I got back on Sunday from a trip to Nantou, located in central Taiwan where we have another team of teachers working. We went to an American church in Tai-chung, and it was the first time that I have been around that many 'foreigners' since I have been here. It was rather a strange feeling as I looked around during the service to see so many people like...well...me! You could definitely sense an 'American feel'. I felt a little bit out of place, and wondered if that's just part of being away from home for so long. It also occurred to me that by the time I get home it will be a new thing for people I talk with on an everyday basis in the store or at the train station to be talking to me and me actually understanding them... and then realizing that "Oh yes, I can say something back..."

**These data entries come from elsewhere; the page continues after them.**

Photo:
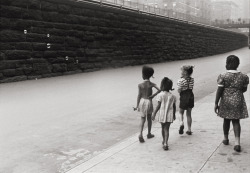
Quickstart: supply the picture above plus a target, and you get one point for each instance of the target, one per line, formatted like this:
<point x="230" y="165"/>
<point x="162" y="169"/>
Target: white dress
<point x="166" y="111"/>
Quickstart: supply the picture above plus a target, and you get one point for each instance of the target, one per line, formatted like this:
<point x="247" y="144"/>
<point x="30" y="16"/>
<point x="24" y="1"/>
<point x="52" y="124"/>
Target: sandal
<point x="165" y="147"/>
<point x="181" y="129"/>
<point x="225" y="141"/>
<point x="150" y="136"/>
<point x="237" y="148"/>
<point x="141" y="139"/>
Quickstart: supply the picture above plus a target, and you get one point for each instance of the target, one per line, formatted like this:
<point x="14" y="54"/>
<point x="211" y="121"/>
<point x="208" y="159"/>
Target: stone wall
<point x="87" y="37"/>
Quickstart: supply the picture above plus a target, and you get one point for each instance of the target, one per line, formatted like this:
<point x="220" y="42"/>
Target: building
<point x="224" y="10"/>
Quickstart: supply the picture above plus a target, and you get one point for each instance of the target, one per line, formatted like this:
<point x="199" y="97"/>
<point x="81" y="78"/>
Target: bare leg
<point x="181" y="112"/>
<point x="163" y="133"/>
<point x="166" y="131"/>
<point x="181" y="118"/>
<point x="149" y="123"/>
<point x="226" y="128"/>
<point x="237" y="130"/>
<point x="143" y="119"/>
<point x="189" y="118"/>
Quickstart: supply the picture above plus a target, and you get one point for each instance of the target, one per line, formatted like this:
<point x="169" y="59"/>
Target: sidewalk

God has shown me more and more while I have been here how important kids really are to me... and how if I was doing anything else right now, I would be crazy. I hate to say this, but I don't think that I ever fully realized the value in a tiny little kid. I have learned to appreciate so much about them, mostly their innocence, and openness... I know that may sound cliche, but it is striking me for the first time. They reach out to learn so willingly and with so much excitement that it makes me want to be able to teach them better. I thank God so much for this chance to be here even though I know that there are others much more qualified than I am.
We taught our largest school ever last week... there were almost 120 students. All of us teachers play the clapping game with them for the introduction, and when we say goodbye, many times the students will stand and as a group give us a thank you cheer in Chinese. When we are sent out into schools in the city, after each class period, my kids will bow and say thank you in English to me before they run up and confiscate my flashcards to quiz me the vocabulary words in Chinese that I just taught them in English. God has used each child I meet here to show me how precious it is to work with them and help them learn for the tiny bit of time that I am with them.